RockDoctor writes "Dark Reading carries an article by one Nathan Spande who works in Cambodia. Locally he finds that OpenOffice.Org and MS Office are the same price ($2), or $7-20 by downloading. He discusses why the economics of OpenSource don't work in this environment, and how it contributes to global computer security issues through the "little extras" (trojans, spambots and other malware) that typically accompany such "local editions" of software. The economics of software outside the west are very different to what most people are used to."

2 of 252 comments (clear)

  1. The same applies to South America... by TavoX · · Score: 5, Interesting

    I live in Buenos Aires, Argentina, and I can say that although it is somewhat easy to find a shop that sells legal copies of software, most people just buy a pirated copy... why? because it's 1 dollar per disk, and the worst thing is that people do not see this as a bad thing... Personally, I don't agree to pay loads of money for legal software, I just use Linux and OSS, as most people would do if pirated software didn't exist here, but it does, so OSS has not much sense here anyways.
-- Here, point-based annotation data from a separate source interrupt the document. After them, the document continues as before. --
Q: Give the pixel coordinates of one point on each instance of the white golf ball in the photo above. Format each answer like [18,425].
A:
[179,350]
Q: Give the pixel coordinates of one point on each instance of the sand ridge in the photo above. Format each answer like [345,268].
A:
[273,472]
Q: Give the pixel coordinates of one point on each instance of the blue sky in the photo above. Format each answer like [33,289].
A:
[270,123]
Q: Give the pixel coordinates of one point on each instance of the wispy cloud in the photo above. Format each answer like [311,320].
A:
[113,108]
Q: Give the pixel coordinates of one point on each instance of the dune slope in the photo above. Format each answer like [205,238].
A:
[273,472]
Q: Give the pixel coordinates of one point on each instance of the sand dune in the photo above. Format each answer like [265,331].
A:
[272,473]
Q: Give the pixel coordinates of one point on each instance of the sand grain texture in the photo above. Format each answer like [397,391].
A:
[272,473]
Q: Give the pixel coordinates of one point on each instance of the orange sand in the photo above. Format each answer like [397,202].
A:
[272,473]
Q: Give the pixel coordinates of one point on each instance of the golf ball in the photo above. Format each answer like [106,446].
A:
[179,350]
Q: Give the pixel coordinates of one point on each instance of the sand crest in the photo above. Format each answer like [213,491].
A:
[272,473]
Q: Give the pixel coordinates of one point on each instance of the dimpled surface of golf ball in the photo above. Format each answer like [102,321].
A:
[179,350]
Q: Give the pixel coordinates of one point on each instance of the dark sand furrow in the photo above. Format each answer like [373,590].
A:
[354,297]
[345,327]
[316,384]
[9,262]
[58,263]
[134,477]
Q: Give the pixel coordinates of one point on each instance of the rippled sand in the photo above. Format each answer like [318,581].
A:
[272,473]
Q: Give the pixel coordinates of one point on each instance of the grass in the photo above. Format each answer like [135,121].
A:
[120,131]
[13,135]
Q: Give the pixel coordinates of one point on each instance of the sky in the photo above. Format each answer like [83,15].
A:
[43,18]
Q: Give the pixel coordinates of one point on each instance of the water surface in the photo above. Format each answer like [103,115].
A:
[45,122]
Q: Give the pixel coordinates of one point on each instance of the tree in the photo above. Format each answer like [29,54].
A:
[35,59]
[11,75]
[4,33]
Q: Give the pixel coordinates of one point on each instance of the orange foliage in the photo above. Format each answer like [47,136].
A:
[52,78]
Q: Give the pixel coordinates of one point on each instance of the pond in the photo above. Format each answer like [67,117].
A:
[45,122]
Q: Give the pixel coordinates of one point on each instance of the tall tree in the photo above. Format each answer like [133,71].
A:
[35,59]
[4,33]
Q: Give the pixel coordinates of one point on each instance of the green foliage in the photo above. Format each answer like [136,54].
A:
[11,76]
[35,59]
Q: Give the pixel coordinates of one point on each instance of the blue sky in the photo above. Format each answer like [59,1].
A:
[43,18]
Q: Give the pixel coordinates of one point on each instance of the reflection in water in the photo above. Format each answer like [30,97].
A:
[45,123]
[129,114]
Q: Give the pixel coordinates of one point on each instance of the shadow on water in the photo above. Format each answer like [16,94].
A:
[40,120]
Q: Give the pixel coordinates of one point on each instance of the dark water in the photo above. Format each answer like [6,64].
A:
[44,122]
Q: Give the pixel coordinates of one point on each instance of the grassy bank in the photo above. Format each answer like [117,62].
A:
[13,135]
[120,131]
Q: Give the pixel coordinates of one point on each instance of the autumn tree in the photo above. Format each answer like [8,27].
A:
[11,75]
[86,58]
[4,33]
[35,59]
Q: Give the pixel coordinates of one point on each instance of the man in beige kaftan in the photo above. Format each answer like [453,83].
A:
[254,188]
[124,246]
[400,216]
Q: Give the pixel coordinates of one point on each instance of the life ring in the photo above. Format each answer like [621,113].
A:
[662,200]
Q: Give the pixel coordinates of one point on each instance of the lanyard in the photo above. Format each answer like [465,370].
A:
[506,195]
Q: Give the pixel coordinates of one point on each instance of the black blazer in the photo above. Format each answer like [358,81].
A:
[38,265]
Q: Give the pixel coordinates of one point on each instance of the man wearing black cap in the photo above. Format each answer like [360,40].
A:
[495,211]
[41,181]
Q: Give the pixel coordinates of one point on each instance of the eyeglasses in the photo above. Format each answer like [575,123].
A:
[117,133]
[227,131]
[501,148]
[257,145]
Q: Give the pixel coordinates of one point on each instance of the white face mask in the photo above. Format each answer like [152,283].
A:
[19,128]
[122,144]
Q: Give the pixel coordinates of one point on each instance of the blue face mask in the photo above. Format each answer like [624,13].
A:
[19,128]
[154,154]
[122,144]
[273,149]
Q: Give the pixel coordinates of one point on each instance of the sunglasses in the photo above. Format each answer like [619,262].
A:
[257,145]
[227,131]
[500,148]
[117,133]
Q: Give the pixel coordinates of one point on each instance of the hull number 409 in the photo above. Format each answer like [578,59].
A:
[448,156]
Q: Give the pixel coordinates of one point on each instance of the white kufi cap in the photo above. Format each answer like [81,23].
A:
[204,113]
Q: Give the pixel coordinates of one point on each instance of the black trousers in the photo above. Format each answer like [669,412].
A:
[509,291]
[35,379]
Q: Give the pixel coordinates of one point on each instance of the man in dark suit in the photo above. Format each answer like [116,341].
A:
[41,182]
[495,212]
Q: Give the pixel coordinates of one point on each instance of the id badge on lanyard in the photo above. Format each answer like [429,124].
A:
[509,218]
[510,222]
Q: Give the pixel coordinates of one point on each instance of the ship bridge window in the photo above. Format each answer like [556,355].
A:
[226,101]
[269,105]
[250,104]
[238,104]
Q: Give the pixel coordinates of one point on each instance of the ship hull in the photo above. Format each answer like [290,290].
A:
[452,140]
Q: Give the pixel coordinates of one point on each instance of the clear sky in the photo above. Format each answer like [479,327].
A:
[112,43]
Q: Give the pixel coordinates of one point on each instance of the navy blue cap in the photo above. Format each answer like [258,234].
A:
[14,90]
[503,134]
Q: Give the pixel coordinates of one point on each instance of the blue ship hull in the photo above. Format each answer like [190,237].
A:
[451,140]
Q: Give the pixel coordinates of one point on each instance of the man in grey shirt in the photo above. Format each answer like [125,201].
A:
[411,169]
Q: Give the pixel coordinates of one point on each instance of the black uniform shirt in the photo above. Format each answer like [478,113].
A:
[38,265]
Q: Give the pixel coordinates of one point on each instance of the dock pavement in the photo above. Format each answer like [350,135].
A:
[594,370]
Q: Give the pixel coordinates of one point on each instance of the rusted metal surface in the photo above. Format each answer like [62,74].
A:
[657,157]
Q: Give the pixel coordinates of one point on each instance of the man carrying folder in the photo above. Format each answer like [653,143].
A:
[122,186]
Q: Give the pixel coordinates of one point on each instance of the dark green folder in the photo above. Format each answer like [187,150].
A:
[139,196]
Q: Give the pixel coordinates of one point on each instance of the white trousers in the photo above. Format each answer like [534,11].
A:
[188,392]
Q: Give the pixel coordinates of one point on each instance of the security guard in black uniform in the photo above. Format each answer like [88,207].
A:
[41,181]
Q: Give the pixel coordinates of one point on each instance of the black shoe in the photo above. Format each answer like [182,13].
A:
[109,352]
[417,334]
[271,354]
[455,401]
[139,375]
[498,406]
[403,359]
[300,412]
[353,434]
  2. Microsoft will have to win, eventually by exit3219 · · Score: 5, Interesting

    Because everybody's using Windows around here (Moldova). And when things will become more "civilized" and software will actually be paid for, people will have nowhere to go and will buy their products. So in the long term, Microsoft would have nothing to win if they fight piracy here. That's why they don't.
    I use Linux because it's a better environment for programming. They use Windows for free, because they play games (for free). The "because it's free" argument won't convince anyone to try Linux around here. It costs more to download a distro via dial-up, then to buy Windows for $2.